2024-08-07 06:14:18   216人阅读

Max Factor

Time Limit: 2000/1000 MS (Java/Others)    Memory Limit: 32768/32768 K (Java/Others)
Total Submission(s): 3995    Accepted Submission(s): 1301


Problem Description
To improve the organization of his farm, Farmer John labels each of his N (1 <= N <= 5,000) cows with a distinct serial number in the range 1..20,000. Unfortunately, he is unaware that the cows interpret some serial numbers as better than others. In particular, a cow whose serial number has the highest prime factor enjoys the highest social standing among all the other cows.

(Recall that a prime number is just a number that has no divisors except for 1 and itself. The number 7 is prime while the number 6, being divisible by 2 and 3, is not).

Given a set of N (1 <= N <= 5,000) serial numbers in the range 1..20,000, determine the one that has the largest prime factor.
 

Input
* Line 1: A single integer, N

* Lines 2..N+1: The serial numbers to be tested, one per line
 

Output
* Line 1: The integer with the largest prime factor.
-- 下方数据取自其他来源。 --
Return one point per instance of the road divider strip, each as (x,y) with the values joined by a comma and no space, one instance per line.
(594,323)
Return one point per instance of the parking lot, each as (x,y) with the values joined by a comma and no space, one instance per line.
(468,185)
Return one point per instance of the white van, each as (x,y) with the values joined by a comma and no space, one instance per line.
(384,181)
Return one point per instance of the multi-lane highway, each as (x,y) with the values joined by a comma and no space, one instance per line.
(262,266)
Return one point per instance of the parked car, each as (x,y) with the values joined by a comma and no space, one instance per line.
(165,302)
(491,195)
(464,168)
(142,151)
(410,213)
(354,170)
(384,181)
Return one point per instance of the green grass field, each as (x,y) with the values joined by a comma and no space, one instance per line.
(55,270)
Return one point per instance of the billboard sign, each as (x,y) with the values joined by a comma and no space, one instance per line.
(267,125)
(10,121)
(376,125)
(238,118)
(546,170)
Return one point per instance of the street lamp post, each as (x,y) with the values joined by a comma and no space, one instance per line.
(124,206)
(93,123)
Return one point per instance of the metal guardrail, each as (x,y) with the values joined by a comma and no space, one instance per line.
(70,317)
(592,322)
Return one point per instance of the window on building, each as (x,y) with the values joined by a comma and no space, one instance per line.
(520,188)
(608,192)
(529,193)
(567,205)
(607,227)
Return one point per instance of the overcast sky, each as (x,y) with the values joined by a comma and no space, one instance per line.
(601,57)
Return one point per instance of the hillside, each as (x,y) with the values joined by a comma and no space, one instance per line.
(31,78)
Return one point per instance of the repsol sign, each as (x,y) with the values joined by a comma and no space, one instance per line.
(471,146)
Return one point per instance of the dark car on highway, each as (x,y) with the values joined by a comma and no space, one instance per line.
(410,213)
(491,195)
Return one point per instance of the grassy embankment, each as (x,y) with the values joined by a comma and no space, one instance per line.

If there are more than one, output the one that appears earliest in the input file.
 

Sample Input
4
36
38
40
42
 

Sample Output
38

题目大意:给你N个数,求这N个数中哪个数的最大素因子最大,输出这个数,如果有多种结果,输出靠前边的那个数。

本例写的代码中prime具有二义性,但是这样能够减少空间利用

#include<iostream>
using namespace std;
int prime[20010];
int getprime()
{
    prime[1]=1;
    for(int i=2;i<20010;++i)
    {
        if(prime[i]==0)
        {
            for(int j=i;j<20010;j+=i)
            {
                prime[j]=i;
            }
        }
    }
}
int main(int argc, char *argv[])
{
    //freopen("2710.in", "r",stdin);
    int MAX=0;
    getprime();
    int n;
    int a;
    int N;
    while(scanf("%d",&n)!=EOF)
    {
        MAX=0;
        while(n--){
            scanf("%d",&a);
            if(MAX<prime[a]){
                MAX=prime[a];
                N=a;
            }
        }
        printf("%d\n",N);
    }
    return 0;
}




HDU 2710 Max Factor (筛选求素数)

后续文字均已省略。